De uma forma genérica, o traje à lavradeira era a roupa que a mulher do campo usava nas suas lides diárias como em dias de festa e de romaria, diferenciando-se naturalmente a que empregava no trabalho da que guardava para ocasiões especiais. E distinguia-se ainda segundo a sua idade, estado civil ou estatuto social. A não ser que se estivesse perante um caso de perturbação do foro psíquico, ninguém esperaria ver uma respeitável matriarca com um traje garrido, dos jeitos que usavam as moças da Areosa
Mas, no Minho, a mulher não exercia exclusivamente um ofício qualquer que ele fosse. Era ela quem trabalhava no campo e cuidava da família e das lides da casa, que semeava o linho, espadelava, fiava e tecia. E, sempre que as obrigações domésticas o permitiam, era ainda ela quem bordava ou rendilhava. Ela era simultaneamente lavradeira e tecedeira, bordadeira e rendilheira, esposa e mãe. Por conseguinte, a designação de lavradeira apenas nos proporciona uma ideia pálida da grandeza da mulher minhota – e uma classificação algo incompleta do traje que usava!
Mas o traje antigo da mulher rural do Minho não era uniforme, variando ainda consoante a região – ou sub-região se assim o entenderem! – de acordo com as necessidades climatéricas, os rituais e as mentalidades, o caráter e a habilidade das talentosas artistas que o confecionam.
Alegres e vistosos na Ribeira Lima, desde Viana do Castelo até Ponte de Lima, com mais estopa na Serra d’Arga, mudam completamente de cor a partir de São Martinho da Gandra para quem segue o percurso do rio Lima até ao Soajo.
E, que dizer do traje de lavradeira de Ponte da Barca, de Barcelos ou de capotilha na região de Braga?
Todos estes e muitos outros, com as formas mais diversas, mais não são do que variantes do traje de lavradeira minhota ou, melhor dizendo, diferentes trajes que a mulher rural outrora usava no Minho.

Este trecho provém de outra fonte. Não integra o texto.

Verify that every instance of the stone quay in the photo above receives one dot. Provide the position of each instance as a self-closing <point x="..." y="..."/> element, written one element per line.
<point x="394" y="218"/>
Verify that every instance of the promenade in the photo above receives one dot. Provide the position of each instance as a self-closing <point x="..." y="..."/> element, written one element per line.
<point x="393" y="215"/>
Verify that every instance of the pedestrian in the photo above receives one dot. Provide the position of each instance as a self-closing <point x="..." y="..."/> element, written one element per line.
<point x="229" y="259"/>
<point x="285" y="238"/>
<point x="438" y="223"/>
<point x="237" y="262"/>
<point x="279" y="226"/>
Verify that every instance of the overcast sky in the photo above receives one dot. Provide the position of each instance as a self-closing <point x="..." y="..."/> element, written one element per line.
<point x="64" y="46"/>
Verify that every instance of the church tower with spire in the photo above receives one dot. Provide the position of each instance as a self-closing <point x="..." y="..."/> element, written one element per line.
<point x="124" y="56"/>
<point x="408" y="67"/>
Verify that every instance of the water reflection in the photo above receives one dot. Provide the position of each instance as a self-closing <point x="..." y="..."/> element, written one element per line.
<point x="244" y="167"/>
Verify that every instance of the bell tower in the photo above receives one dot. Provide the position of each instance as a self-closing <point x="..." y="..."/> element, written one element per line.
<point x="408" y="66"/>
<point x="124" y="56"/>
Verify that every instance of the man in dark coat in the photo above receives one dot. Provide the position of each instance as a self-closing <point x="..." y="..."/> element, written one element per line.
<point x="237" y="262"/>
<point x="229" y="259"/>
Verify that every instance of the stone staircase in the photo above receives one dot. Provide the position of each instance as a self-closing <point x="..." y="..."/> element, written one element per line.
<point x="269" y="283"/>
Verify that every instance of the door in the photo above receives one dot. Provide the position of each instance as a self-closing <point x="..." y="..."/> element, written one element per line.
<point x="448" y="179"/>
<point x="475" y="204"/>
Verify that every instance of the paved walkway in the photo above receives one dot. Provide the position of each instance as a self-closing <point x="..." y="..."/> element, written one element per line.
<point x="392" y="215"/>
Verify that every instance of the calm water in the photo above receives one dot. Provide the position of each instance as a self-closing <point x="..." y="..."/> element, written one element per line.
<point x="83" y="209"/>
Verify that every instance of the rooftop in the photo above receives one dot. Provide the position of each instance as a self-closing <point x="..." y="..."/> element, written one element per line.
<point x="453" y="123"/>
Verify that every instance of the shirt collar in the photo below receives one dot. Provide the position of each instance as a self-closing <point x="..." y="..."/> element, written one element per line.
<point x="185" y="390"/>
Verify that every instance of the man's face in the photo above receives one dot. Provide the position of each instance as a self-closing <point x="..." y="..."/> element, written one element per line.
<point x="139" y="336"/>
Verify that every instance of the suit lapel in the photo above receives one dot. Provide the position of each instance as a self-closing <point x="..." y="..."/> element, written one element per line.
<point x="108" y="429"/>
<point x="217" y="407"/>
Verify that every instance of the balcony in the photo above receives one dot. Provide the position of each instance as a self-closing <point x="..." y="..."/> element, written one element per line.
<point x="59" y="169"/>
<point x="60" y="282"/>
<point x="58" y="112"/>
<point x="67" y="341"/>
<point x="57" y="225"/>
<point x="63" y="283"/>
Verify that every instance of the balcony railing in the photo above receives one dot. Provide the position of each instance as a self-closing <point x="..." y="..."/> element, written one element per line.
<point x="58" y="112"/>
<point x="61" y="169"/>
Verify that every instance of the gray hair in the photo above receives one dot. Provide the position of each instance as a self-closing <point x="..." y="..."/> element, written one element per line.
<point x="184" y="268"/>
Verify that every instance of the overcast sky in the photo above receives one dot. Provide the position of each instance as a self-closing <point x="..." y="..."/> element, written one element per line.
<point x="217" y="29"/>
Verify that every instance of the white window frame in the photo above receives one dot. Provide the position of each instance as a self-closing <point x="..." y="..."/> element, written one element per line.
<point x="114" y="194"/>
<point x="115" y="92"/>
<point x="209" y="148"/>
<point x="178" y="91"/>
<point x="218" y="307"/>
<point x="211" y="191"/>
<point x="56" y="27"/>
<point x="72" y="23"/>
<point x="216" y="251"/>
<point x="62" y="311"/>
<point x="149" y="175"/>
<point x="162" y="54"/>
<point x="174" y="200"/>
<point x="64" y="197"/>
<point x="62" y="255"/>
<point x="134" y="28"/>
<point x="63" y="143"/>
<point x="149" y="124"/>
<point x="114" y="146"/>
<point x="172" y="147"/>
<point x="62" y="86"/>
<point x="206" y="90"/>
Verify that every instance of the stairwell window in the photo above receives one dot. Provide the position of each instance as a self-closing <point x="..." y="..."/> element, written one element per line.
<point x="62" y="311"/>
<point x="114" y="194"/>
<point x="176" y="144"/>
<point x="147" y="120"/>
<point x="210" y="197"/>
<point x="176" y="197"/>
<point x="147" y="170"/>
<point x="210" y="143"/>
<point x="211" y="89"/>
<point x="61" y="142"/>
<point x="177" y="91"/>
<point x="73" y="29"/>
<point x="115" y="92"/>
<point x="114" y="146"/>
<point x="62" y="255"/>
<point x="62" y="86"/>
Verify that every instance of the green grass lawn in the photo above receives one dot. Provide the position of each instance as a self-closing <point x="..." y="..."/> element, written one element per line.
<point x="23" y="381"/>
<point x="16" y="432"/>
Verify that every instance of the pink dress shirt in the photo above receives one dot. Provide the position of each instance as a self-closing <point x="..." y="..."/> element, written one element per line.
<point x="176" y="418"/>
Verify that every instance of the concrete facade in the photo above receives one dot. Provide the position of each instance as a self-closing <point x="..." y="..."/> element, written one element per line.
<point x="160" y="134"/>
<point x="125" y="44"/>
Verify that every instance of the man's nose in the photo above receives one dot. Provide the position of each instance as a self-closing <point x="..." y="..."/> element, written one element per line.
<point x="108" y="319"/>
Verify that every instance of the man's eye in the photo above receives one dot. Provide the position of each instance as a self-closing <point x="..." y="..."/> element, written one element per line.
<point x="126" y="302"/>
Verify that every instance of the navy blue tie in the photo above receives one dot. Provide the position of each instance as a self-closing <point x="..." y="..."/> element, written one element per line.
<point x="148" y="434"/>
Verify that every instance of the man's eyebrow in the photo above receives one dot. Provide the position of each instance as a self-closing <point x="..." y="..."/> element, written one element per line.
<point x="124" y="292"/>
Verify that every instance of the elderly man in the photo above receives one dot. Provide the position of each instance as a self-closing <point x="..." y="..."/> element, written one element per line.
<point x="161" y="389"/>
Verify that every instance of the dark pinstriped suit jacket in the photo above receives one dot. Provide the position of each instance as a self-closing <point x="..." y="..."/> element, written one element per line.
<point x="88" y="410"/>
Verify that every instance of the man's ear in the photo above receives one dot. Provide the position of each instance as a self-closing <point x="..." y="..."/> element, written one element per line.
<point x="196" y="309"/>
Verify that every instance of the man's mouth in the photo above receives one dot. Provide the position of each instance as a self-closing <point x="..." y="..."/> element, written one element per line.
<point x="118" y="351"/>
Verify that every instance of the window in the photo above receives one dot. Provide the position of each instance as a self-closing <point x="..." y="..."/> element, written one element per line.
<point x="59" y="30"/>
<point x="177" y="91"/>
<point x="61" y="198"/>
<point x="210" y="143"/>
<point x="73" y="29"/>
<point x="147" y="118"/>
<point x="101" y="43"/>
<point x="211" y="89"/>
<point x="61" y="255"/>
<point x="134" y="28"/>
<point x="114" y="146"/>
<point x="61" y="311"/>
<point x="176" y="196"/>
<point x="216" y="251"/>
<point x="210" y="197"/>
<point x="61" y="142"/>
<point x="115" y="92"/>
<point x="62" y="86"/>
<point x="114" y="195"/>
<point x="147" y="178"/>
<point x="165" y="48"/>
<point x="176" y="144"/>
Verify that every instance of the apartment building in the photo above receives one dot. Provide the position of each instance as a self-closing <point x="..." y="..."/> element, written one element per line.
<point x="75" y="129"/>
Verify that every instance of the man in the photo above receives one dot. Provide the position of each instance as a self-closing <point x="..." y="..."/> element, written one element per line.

Naturalmente, a vivacidade das cores e a beleza artística do traje usado nas zonas rurais à volta de Viana do Castelo despertaram a curiosidade da burguesia citadina e veio mais tarde a tornar-se no cartaz turístico de uma região. Mas, perdoem-me os folcloristas, Viana do Castelo não é apenas terra de lavradeiras – aqui também existem pescadores e peixeiras e, tempos houve que também existiam marinhas de sal e cuidava-se da seca do bacalhau. E, não obstante, não vemos os costumes dos marnotos representados pelos grupos de folclore!
Sucede que a primeira função do vestuário é agasalhar a pessoa que o utiliza. Não obstante e sem descurar essa finalidade, o Homem procura dotá-lo de beleza e através dele transmitir as suas ideias e sensações. Com efeito, a arte apenas serve para nos alegrar a vida!
As transformações impostas pelo tempo, nomeadamente o aparecimento de novas modas burguesas e ainda a sua utilização por parte de regimes autoritários como o Estado Novo, fizeram do folclore uma das vertentes da promoção turística levaram à adulteração do traje, à semelhança do que se verificou com o artesanato, as danças e de uma maneira geral tudo quanto se relaciona com a nossa cultura tradicional. Apareceram as saias curtas e as unhas postiças, os botões de plástico em série sobre coletes recortados e chapéus á toureiro, a maquilhagem e os acessórios da moda atual. É o “folclore” do tipo bilhete-postal para vender ao turista. De resto, passou a constituir uma das atrações das chamadas “casas de fado”, depois do antigo regime retirar das vielas mal frequentadas este género musical e atribuir aos faias carteira profissional…
A partir da década de quarenta do século passado, sob a orientação dos folcloristas afetos ao regime e o patrocínio das Casas do Povo, da Mocidade Portuguesa, da Fundação Nacional para a Alegria no Trabalho (FNAT) e do Secretariado Nacional da informação (SNI), foram constituídos muitos grupos folclóricos que passaram a servir de modelo para os que entretanto foram aparecendo até ao presente. Sem qualquer preocupação de natureza cultural nem rigor técnico, copia-se o figurino, quando não se procede à compra do “fardamento” por atacado numa qualquer loja da especialidade… é o folclore que temos!
Fazem-nos atualmente crer certos folcloristas que apenas o chamado traje à vianesa deve ser considerado como traje de lavradeira, na suposição de que não existiam outrora no Minho mais lavradeiras nem as mulheres faziam outra coisa senão vestir o traje domingueiro, não iam ao tear nem bordavam… eram apenas lavradeiras de ir á festa!